Alors je veux bien passer sur le fait que Kerry Greenwood ait manqué d'inspiration au point que l'intrigue policière de départ n'ait pas suffi à constituer un roman et qu'elle se soit vu obligée d'en inventer une seconde, sans rapport avec la première, pour faire du remplissage. Je veux bien passer aussi sur l'incohérence qu'il y a à vouloir mettre en scène une héroïne soi-disant "moderne" des années vingt tout en laissant sentir au lecteur qu'on a en horreur l'art moderne, la psychanalyse et tout ce qui s'ensuit, ce qui nous laisse une héroïne qui n'est moderne que parce qu'elle collectionne les mecs ; c'est un peu limité comme vision de la modernité, mais bon, soyons bons princes. Je passe encore sur le fait qu'on voit beaucoup plus Phryne changer de vêtements tout en s’émerveillant de sa beauté et de son sex-appeal, ou encore attablée à son petit-déjeuner, ou à son déjeuner, ou encore à son dîner, plutôt qu'occupée par ses deux enquêtes simultanées. Je vais aussi glisser sur le fait que l'héroïne, censée attirer la sympathie du lecteur, passe son temps à donner des ordres à tout le monde (policiers, amis, filles adoptives, employés, inconnus, et j'en passe) et à mettre lesdites personnes constamment en danger. Bon, en fait, c'est pas une fille sympa, mais c'est pas trop gênant, même si l'auteure essaie de toutes ses forces (mais très maladroitement) de nous faire croire qu'elle l'est.
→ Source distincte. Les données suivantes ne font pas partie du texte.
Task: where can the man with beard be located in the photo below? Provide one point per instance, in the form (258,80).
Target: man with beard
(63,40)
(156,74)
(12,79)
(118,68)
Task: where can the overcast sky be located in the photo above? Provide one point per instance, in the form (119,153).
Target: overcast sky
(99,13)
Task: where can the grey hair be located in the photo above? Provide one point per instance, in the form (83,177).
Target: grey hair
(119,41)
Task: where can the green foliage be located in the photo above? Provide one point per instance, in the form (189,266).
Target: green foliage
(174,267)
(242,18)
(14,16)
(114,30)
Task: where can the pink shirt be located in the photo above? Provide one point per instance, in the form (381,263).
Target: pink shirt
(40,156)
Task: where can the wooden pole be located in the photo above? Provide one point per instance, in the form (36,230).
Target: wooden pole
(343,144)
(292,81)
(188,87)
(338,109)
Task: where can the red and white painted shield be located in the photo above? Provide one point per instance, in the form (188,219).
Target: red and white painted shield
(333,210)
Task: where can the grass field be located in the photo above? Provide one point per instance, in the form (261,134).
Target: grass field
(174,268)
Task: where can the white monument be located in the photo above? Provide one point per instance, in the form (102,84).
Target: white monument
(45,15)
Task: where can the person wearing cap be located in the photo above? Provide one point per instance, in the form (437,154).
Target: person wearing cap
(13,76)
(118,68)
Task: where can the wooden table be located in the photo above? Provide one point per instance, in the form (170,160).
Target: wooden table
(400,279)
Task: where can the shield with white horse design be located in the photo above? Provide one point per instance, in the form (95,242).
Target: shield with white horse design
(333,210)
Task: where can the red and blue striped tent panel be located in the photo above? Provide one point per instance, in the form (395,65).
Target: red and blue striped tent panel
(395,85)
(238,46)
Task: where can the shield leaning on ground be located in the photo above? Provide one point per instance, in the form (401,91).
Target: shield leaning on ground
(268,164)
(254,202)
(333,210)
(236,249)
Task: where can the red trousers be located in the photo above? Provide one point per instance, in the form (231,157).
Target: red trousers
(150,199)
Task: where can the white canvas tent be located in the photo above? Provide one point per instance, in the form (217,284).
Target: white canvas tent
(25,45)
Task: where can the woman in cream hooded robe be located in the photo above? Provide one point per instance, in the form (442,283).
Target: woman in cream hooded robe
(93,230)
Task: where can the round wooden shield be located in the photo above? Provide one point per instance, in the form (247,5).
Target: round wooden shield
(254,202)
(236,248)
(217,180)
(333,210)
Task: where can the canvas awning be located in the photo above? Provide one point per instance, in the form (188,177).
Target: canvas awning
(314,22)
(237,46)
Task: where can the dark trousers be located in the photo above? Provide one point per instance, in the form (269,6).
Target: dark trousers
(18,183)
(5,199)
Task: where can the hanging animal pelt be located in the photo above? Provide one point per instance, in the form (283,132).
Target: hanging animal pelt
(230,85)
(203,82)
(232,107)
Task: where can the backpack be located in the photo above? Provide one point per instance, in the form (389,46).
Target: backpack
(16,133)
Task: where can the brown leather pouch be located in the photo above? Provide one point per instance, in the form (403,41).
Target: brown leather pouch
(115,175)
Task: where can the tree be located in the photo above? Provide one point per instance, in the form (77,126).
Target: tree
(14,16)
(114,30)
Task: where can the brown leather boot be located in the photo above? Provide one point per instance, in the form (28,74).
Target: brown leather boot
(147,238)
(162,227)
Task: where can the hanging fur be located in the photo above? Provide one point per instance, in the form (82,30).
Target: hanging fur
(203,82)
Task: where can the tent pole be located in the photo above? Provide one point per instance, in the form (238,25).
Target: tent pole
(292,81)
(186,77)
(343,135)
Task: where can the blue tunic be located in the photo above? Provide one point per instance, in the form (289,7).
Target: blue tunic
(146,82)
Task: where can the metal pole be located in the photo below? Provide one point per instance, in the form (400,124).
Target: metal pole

Là où ça devient tout de même bien pénible, c'est que, non contente de n'avoir su qu'ébaucher deux intrigues maladroites et terriblement succintes, Kerry Greenwwod n'ait même pas eu le courage de se documenter sur son sujet. Nous voici donc avec une histoire policière concernant des anarchistes lettons qui ont émigré en Australie pendant les années 20, grâce à laquelle les lecteurs, pour la plupart sans doute peu familiers de la chose, vont découvrir que l'auteure du roman n'en sait pas plus qu'eux. Alors, comme c'est un roman policier historique, l'intérêt aurait été d'apprendre deux-trois trucs sur la thématique traitée tout en se divertissant, comme on a en a souvent l'habitude avec les romans policiers historiques de la collection Grands détectives de 10/18. Bon, ben, là, c'est raté, on saura juste que les anarchistes étaient de "sales types" (c'est répété à l'envi). Et comme cerise sur le gâteau, un peu de négationnisme ne faisant jamais de mal, Kerry Greenwwod ne s'en prive pas en faisant dire à une de ses personnages que l'Australie n'avait pas d'histoire avant l'arrivée des colons européens, sans être contredit par personne (et surtout pas par notre sympathique Phryne). Les Aborigènes ? Kerry ne connaît pas, visiblement.
Donc, à quoi le lecteur aura-t-il droit dans le prochain volume des aventures de Phryne ? Apprendrons-nous que ni les animaux, ni la végétation n'existaient avant l'apparition de l'être humain ? Un peu de créationnisme, Kerry Greenwwod, pendant qu'on y est (il n'y a qu'un pas à faire et il n'est pas bien grand) ??? Je crois que, pour ma part, je vais m'en tenir là et éviter de croiser à nouveau le chemin de Phryne Ficher.